The Washington Post’s Stephen Stromberg tells us that the “real” scandal of Copenhagen is that rich countries aren’t crippling their economies fast enough: “The commitments on the table from developed countries and large developing nations are probably inadequate to prevent the sort of warming scientists estimate is unacceptably risky.” Uh, I think the “sort of warming scientists estimate” is, however, the nub of the scandal.
The Wall Street Journal‘s editors get it: “At a minimum, the emails demonstrate the lengths some of the world’s leading climate scientists were prepared to go to manufacture the “consensus” they used to demand drastic steps against global warming. The emails are replete with talk of blacklisting dissenting scientists and journals, manipulating peer review and avoiding freedom of information requests. … The core question raised by the emails is why their authors would behave this way if they are as privately convinced of the strength of their case as they claim in public.”

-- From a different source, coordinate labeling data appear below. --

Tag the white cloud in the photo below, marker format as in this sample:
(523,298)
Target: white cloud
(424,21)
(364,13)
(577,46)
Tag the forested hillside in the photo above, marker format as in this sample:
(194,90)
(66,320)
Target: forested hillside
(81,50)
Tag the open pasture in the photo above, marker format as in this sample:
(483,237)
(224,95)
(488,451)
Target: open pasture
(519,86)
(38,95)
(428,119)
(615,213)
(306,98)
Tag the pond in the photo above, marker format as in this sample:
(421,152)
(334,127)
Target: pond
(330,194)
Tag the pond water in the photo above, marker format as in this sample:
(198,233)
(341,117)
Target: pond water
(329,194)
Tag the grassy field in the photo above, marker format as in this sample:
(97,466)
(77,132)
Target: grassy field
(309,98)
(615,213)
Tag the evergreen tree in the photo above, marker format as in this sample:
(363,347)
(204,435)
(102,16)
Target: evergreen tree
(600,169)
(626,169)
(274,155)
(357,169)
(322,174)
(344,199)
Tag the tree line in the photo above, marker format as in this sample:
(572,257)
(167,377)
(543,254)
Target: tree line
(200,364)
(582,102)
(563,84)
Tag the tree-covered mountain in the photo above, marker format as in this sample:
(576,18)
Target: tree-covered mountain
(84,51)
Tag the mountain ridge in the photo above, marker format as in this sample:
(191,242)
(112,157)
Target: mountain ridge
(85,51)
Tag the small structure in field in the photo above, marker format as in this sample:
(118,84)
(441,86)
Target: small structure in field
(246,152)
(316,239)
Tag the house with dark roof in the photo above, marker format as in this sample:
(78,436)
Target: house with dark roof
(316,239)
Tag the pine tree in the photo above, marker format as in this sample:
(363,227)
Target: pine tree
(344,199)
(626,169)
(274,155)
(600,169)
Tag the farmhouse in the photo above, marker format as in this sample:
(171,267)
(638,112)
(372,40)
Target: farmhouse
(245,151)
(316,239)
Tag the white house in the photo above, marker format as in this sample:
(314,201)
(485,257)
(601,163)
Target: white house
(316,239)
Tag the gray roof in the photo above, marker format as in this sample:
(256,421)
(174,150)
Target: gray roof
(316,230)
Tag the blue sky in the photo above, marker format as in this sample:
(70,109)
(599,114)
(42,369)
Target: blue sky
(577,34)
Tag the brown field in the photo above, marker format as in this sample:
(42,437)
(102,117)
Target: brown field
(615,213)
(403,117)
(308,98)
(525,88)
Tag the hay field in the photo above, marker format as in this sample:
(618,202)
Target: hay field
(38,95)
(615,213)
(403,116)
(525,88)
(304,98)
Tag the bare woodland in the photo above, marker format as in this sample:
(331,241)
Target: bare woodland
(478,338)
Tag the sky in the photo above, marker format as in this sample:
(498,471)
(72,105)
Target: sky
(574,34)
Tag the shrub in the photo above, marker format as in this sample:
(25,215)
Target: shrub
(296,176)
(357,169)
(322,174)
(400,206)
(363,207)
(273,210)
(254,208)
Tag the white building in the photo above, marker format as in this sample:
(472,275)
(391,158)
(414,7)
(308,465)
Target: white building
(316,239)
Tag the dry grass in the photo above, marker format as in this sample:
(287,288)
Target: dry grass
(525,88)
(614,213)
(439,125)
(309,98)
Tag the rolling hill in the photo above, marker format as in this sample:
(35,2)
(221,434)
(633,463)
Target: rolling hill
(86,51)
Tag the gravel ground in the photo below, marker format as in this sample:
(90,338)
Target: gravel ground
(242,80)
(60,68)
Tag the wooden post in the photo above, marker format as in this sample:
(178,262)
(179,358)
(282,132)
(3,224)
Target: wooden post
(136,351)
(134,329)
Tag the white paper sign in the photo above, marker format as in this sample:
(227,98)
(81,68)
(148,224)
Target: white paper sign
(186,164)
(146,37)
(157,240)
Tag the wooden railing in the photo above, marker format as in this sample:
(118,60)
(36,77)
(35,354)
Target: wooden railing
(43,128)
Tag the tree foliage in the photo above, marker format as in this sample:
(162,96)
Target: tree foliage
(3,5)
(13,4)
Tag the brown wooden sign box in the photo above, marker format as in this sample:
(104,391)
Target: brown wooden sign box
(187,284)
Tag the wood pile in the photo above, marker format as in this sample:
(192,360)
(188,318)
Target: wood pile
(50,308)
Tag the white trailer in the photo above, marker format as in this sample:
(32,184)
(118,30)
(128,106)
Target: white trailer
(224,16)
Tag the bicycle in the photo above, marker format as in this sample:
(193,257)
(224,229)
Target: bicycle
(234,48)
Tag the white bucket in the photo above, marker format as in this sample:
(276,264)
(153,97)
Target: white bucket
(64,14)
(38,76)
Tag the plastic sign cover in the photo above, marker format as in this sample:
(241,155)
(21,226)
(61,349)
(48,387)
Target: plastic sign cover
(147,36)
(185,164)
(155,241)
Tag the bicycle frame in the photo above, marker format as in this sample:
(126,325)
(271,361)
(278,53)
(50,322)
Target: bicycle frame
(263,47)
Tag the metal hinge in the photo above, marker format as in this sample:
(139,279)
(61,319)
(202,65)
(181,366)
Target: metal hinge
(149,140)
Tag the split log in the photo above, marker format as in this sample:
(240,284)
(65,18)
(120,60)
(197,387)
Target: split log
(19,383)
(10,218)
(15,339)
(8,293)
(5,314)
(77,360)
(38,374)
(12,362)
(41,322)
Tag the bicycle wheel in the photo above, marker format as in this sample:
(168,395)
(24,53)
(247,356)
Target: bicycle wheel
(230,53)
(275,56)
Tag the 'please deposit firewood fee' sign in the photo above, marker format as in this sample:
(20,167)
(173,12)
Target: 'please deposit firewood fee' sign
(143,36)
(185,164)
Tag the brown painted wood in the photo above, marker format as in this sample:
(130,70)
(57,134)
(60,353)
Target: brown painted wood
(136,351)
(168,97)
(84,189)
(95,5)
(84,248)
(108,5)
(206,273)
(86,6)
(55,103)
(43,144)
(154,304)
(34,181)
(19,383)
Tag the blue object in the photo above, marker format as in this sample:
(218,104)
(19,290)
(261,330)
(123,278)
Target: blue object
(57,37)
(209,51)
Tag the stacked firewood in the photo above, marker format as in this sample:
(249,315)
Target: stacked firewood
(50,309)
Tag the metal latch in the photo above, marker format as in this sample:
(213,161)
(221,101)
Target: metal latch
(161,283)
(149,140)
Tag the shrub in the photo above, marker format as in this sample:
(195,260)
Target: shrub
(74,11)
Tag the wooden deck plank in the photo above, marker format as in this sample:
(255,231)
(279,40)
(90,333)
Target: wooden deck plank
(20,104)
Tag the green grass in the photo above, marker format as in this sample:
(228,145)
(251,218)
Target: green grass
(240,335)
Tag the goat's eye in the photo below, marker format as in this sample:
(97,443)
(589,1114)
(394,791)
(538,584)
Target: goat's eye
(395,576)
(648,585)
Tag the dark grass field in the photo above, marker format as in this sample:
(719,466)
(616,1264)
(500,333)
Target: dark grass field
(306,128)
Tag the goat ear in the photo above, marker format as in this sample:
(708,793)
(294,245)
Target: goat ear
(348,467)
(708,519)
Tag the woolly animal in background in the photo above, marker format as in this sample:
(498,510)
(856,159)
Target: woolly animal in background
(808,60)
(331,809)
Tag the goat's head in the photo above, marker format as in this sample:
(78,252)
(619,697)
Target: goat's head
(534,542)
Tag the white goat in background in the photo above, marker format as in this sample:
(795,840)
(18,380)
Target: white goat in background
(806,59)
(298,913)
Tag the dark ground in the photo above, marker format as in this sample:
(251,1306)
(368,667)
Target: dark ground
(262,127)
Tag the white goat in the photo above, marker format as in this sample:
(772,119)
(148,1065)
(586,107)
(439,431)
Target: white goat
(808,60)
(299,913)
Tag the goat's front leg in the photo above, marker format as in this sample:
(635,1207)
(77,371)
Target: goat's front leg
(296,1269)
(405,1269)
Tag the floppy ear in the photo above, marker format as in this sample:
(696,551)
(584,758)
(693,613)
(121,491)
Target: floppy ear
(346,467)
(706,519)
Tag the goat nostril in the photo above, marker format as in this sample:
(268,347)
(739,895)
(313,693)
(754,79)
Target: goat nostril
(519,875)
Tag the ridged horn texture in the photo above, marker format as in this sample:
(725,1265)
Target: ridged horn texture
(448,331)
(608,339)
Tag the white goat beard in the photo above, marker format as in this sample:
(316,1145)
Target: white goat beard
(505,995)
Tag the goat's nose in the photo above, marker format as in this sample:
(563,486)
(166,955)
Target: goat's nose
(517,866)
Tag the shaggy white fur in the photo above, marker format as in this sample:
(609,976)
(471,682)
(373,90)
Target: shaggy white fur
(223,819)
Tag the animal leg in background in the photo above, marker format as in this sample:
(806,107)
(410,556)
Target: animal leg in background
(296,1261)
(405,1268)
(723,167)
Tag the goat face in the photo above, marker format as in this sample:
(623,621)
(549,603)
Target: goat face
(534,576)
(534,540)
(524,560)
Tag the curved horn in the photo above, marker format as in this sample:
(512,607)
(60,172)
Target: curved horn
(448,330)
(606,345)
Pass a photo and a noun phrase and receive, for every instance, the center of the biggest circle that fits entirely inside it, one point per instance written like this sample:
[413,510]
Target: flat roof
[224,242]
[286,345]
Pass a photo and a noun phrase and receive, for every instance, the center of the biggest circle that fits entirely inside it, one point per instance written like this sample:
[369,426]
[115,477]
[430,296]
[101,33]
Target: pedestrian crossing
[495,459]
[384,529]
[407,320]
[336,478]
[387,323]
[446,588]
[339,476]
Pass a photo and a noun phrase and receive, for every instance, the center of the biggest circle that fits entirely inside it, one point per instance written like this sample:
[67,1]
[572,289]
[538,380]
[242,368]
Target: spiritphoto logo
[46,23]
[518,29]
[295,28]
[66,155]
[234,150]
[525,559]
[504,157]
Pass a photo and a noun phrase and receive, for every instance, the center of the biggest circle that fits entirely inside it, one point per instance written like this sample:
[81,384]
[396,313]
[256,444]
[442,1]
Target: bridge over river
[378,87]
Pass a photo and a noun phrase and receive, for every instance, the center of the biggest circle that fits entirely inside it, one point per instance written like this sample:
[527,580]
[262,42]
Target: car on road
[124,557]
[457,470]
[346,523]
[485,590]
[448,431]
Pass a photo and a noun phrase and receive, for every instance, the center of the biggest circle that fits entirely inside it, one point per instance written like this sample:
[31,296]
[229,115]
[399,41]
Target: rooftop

George Will on the false promise of an enrichment deal with the mullahs: “To the surprise of no one who did not doze through the last decade, Iran immediately backed away from its faux commitment. Then in November, Mohamed ElBaradei, the pathologically optimistic head of the International Atomic Energy Agency, at last admitted that his attempts to pierce the veil of Iran’s nuclear program had ‘reached a dead end.’ One day later, the IAEA ‘censured’ Iran for failing to play nicely with others. Two days after that, Iran announced plans for 10 more uranium enrichment plants. The Obama administration admonishes Iran that the clock is ticking. Clocks do indeed do that, but Iran seems unimpressed.”
We learn once again: “Sixty votes is a very high bar.” Sens. Susan Collins and Olympia Snowe are likely “no” votes on Sen. Ben Nelson’s Stupak-like anti-abortion-funding amendment. So does Nelson then filibuster the final bill? Well, only if he does what he promised.
Bill McGurn: “Today Mr. Obama is going to give us more details about the wonderful things all those smart people in Washington are going to do to help us on the economy. Maybe he would do well to take another look at all those bright lights around him. For the more he proposes government will do, the more skeptical Americans seem to be.”
Rich Lowry on the problems with Obama’s West Point speech: “He failed to do two things that Petraeus did when advocating the surge: 1) explaining in some detail how hard it’s going to be, and how the news is likelier to be worse before it gets better (Will has a point here — the deadline does serve to create unrealistic expectations); 2) explaining in some detail why it can succeed.”
The latest from Iran: “Thousands of people rallied against the government on Monday at universities across Iran, defying a wide-ranging effort to suppress the protests and bringing a new ferocity to the opposition movement’s confrontation with the state.” Well, the president says “we must make it clear to every man, woman and child around the world who lives under the dark cloud of tyranny that America will speak out on behalf of their human rights, and tend to the light of freedom, and justice, and opportunity, and respect for the dignity of all peoples.” So why isn’t he speaking out?